How do you solve this?
“Bug Fix Day” concept
To improve the quirkiness and general impression of our application, as well as the teamspirit, I decided to hold a competition! This is how we did it:
The teams
- Take everybody, testers, project managers and of course the developers. Mix and create small groups of three (maybe four) people with a mixed skillset.
- Create a jury, in our case the two product-owners and a GUI-expert.
- One day the teams compete against eachother.
The boards:
You’ll also need two board:
- Create a BugBoard with (on Post-its) all known existing glitches and bugs which need fixing.
- Create a TeamsBoard with a list of all the teamnames (make them come up with cool names!)
Jury:
The jury (product owners) must assign points to all the known bugs on the BugBoard, ranging from 1 point to 10 points.
- 1 point: minor importance
- …
- …
- 10 points: important! fix asap
Scoring points
Now the teams can do two things:
Fix a bug
Take a Post-it from the BugBoard and paste it behind your teamname on the TeamsBoard. There is a maximum of 1 (!!) Post-it. Your team can only claim and work on one bug at the time. While you are doing this, nobody can work on that same bug.
When you have implemented a fix for the bug, commit it, let the jury check the result. Once the jury has verified the fix, you’ll get the assigned points!
Find a bug
If you want you can also scan the application for new glitches and bugs. If you have found a (repeatable) bug, document it on a Post-it and give it to the jury. If they can reproduce the glitch/bug, they’ll assign points to the bug. For finding the bug you’ll receive half the bug’s points.
Extra rules
There are a couple of extra rules:
-
The teams can only work on one workstation. You’ll have to pair up and work together. This will enforce the teams to look at each others code and learn.
-
If you break the (continuous) build, you’ll lose points. For every minute the build is not green, a point is deducted from your team’s score.
-
At the end of the day all the teams have to present their fixes.

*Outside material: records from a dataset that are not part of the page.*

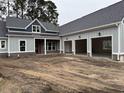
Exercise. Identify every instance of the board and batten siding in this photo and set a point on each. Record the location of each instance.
(6, 49)
(14, 44)
(111, 31)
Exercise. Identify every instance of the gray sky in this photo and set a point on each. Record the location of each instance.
(72, 9)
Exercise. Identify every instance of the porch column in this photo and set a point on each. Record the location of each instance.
(73, 46)
(63, 47)
(60, 46)
(45, 47)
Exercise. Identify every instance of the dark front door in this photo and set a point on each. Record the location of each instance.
(39, 44)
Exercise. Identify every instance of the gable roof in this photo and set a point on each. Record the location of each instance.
(12, 22)
(50, 27)
(108, 15)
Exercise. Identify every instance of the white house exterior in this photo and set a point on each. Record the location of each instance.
(98, 34)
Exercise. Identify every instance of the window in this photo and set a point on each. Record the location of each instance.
(36, 28)
(107, 45)
(51, 46)
(2, 44)
(22, 45)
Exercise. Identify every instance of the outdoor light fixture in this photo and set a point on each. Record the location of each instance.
(79, 36)
(66, 38)
(99, 34)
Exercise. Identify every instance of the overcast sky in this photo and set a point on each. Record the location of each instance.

This will show everybody a couple of things:
- How was the bug fixed?
- What was wrong?
- How could it have been prevented?
- Bonus points! To make it even more exiting we’ve introduced bonus points. Try to come up with original ideas! This is our list:
- Most impressive presentation: 2 points
- Hardest bug to fix: 2 points
- Best team name: 1 point
- Most original found bug: 1 point
Possible problems
Of course there are possible problems you want to avoid:
- People saving up bug-fixes
- People introducing bugs, solve on bug fix day.
- People not telling about glitches, report them on bug fix day.
We haven’t seen this behaviour yet, but you’ll have to trust the developers. Our team has enough professionalism to not have this problem (yet?).
Results
When I suggested this idea to our product owners they were very enthusiastic. About a week later we had our first Bug Fix Day and the results are very impressive.
- All of the 10-point (most important) bugs had been solved
- Most other bugs/glitches had been resolved
- Despite people actively abusing the system, not a lot of new glitches could be found (in contrary to our impression).
- Developers loved it, teamspirit was very high. It was fun to see the competitive instinct during that day.
- Our team won, and got a very good lunch as surprise first prize (yay!).
Other idea’s this concept could work for:
- Performance Fix Day (improve performance)
- Funny Features Day (build new features into the application)
- Other ideas…?
If you decide to hold a Bug Fix Day at your company, I’d love to hear about the results!